The poop on dogs in national parks
Question: Are there any regulations concerning dogs that I should know about before heading to Glacier National Park? Are these rules germane to all national parks or do they vary from park to park?

Mike Jurinski
Burke, VA
mjurinski@casde.com

Leave Fifi at home; she’s just grizzly bait in Glacier park


Adventure Adviser: Sorry, Mike, you may have to leave Fido at home–that is, if you want to do any backcountry camping. Because of higher-than-normal levels of bear activity in Glacier, pets are permitted only in developed areas like drive-in campgrounds and picnic areas. And they must be leashed–with leashes less than six feet long,
please–at all times. Another helpful hint from the bear department: If you leave that mouth-watering dish of gravy-flavored Alpo next to the tent all night, be prepared to fight off every red meat-craving grizzly in the park.

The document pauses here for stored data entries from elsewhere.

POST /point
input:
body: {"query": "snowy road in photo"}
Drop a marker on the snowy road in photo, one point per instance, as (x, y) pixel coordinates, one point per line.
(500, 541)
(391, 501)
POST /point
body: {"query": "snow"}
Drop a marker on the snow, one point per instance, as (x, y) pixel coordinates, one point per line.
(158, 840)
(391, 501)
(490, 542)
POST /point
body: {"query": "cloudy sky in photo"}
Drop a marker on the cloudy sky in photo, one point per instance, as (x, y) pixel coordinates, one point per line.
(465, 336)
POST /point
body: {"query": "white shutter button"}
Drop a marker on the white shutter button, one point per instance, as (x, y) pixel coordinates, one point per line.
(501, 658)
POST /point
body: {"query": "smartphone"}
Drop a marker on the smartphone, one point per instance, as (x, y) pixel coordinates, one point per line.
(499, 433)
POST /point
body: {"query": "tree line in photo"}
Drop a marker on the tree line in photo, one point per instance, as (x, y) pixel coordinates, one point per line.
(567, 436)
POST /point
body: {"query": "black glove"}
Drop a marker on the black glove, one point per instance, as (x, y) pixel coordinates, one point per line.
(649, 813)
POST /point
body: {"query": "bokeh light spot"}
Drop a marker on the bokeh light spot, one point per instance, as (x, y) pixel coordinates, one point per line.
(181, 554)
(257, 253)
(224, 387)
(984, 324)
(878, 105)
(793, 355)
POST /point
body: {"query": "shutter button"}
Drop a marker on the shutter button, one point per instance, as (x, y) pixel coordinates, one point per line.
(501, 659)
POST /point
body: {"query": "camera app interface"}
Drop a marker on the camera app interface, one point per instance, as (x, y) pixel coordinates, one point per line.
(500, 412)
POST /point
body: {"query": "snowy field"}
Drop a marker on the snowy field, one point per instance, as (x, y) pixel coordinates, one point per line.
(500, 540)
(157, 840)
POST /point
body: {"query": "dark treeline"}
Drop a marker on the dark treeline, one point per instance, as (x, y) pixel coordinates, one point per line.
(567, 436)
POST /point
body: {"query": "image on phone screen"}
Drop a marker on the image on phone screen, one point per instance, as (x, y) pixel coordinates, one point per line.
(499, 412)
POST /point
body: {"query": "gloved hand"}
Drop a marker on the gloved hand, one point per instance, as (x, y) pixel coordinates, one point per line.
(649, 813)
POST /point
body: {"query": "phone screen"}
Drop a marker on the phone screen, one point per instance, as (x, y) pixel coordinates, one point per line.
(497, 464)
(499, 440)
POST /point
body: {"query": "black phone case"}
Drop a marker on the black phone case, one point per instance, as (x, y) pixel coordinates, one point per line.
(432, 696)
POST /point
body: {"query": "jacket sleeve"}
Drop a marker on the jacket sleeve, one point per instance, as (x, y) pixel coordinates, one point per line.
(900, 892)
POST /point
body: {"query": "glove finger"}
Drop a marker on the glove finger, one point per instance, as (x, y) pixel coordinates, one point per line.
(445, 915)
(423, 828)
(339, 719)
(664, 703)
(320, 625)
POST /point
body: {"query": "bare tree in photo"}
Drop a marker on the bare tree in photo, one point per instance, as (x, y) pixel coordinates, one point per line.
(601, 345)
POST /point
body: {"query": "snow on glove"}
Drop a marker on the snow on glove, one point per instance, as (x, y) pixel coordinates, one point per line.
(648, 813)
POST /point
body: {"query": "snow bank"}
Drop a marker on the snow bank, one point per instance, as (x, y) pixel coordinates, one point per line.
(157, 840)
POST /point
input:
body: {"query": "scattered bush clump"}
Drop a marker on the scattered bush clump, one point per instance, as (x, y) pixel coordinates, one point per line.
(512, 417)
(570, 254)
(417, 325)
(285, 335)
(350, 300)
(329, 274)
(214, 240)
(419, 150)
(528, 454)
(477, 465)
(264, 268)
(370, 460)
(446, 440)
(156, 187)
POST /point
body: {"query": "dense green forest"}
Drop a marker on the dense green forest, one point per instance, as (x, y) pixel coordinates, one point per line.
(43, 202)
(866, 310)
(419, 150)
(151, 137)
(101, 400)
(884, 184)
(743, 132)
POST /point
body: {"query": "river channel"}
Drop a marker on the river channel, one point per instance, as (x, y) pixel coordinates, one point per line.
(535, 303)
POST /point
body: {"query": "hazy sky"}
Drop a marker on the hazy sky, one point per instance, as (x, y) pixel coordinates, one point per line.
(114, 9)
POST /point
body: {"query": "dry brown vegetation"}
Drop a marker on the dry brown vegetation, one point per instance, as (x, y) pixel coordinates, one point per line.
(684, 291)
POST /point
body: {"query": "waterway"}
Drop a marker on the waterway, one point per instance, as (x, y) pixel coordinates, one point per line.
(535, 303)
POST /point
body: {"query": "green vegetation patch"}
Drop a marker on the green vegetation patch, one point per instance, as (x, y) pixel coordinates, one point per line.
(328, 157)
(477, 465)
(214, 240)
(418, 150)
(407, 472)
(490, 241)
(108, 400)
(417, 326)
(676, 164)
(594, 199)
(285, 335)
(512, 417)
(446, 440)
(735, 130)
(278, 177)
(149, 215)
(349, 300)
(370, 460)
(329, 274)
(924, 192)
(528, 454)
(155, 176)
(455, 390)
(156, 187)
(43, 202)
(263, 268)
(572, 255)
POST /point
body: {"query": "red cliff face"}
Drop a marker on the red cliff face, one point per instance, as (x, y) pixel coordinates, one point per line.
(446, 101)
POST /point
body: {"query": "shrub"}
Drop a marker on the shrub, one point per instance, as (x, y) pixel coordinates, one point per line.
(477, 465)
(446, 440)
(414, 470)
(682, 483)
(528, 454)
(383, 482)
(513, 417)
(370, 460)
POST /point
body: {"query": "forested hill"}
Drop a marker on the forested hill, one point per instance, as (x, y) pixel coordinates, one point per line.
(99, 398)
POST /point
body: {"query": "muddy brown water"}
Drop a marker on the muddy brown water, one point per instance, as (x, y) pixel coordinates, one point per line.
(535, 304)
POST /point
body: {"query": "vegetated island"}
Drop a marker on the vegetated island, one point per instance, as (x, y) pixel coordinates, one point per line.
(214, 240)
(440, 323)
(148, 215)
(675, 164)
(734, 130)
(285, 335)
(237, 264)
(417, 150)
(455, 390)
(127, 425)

Take your chances in the backcountry and you’ll run the risk of being slammed with a hefty fine or, worse yet, losing Fluffy the poodle to the wilds. While regulations vary from park to park, you’ll find a majority of parks ban dogs in the backcountry but give them the nod if they’re leashed. A few notable exceptions: Michigan’s Isle Royale National Park shuns canines
altogether and those elitist Alaskans in Gates of the Arctic have a pack-dogs-only rule; in other words, no caramel-colored cocker spaniels named Brandy allowed.